Mathematics behind Comparison #1: Equality and Equivalence Relations

20 Jun 2018 by Jonathan

In order to sort a collection of elements you need to provide a sorting predicate that determines when one element is less than the other. This predicate must “induce a strict total ordering on the equivalence classes” according to cppreference. Wait, what?

The upcoming C++ spaceship operator implements a three way comparison, i.e. it is a single function that can return the results of <, == and > combined. But related to it are terms like “strong equality” and “weak ordering” which are somewhat confusing if you don’t have the mathematical background.

So let’s untangle it: This series will explain both the mathematics behind equality and ordering, as well as give concrete guidelines for implementing the comparison operators and the spaceship operator.

This part covers equality and equivalence relations. What does it mean for two objects to be equal? What are the mathematical properties and C++ semantics it needs to fulfill? How do I implement proper equality comparison in C++?

In the following parts we’ll look at ordering relations, the new three way comparison and algorithms like sorting and searching on various orderings.

Basic Terminology

We want to use math to help us define the semantics of operator== and operator<. For that, we need to translate C++ into mathematics. I’m going to use (slightly adapted) terminology from Elements of Programming for that:

A value is the abstract, mathematical idea of an entity. The number 42 is a value, or the string "Hello World!". They are abstract and unchanging and we can talk about values using mathematics. Objects on the other hand are the concrete things we actually handle in C++. They store a value somewhere in memory and we can change the value they currently store. How the values are stored and which values can be stored is controlled by the type of the object. It defines two things: a set of possible values and the representation of those values in memory.

So for example int i = 42; creates a new object of type int currently holding the value 42. This is (usually) stored as the signed two’s complement of 42 using four bytes. short j = 42; also stores the value 42 but using only two bytes, so it has a different representation in memory. When we later do ++i we change the value of the object i to 43, but we didn’t change the value 42.

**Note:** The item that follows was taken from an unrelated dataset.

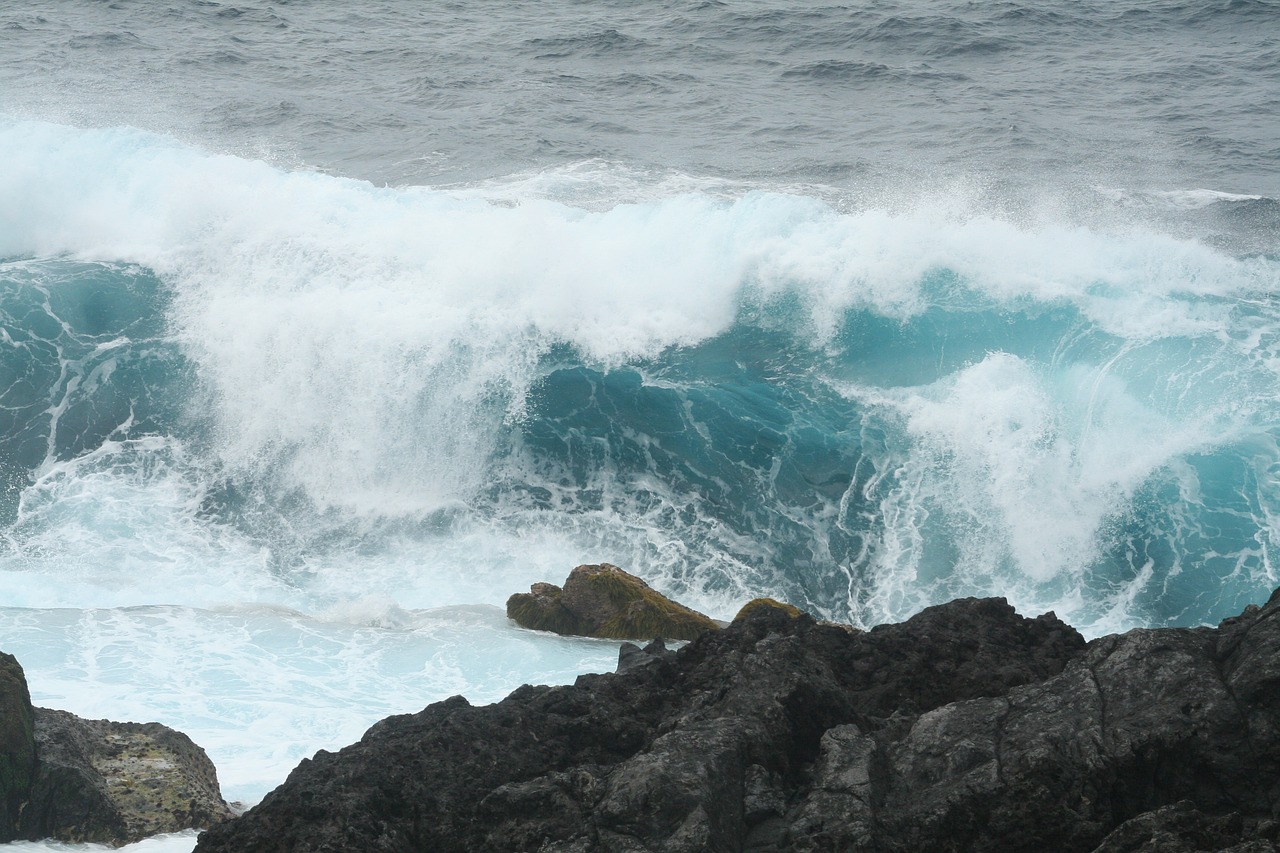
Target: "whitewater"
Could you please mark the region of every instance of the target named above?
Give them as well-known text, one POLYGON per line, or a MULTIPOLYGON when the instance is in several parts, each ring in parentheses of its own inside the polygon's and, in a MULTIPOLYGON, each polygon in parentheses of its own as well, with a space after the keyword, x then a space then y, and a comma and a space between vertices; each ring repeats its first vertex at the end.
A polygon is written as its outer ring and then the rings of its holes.
POLYGON ((502 609, 579 563, 1088 636, 1280 585, 1275 4, 574 9, 0 10, 36 704, 179 728, 252 804, 612 670, 502 609))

An operator== in C++ is a function that takes two objects of a type and returns whether or not they are equal.

In mathematics equality is some “operation” that takes two elements of a set and returns whether or not they are equal. Using the value of an object we can talk about operator== in C++ using mathematics: two objects are equal if their values are equal.

Let’s look at equality in mathematics in more detail.

Binary Relation

Equality (and comparison) are generalized as binary relations. A binary relation R over a set A is simply a set of pairs. Those are all the elements that are in relation with each other.

So for example, consider the set of colors C := {yellow, red, green, blue, cyan, magenta}. We can define a binary relation “is complement of” (or ↔) by listing all pairs of complement colors: ↔ := {(yellow, blue), (blue, yellow), (red, cyan), (cyan, red), (green, magenta), (magenta, green)}.

↔ := looks weird, but it just defines a set called ↔. You can mentally replace it by “is complement of” when reading.

If we have two elements of the set a, b ∈ A we write a R b ("a is related to b as defined by R") if (a, b) ∈ R.

So for example yellow ↔ blue because (yellow, blue) ∈ ↔.

Equivalence Relation

When talking about equality we naturally expect special properties from the binary relation:

Every element should be equal to itself. A relation with that property is called reflexive.
If a is equal to b, then b should also be equal to a. A relation with that property is symmetric.
And finally if two elements a and b are equal and b is equal to some other element c, then naturally a should be equal to c as well. A relation with that property is called transitive.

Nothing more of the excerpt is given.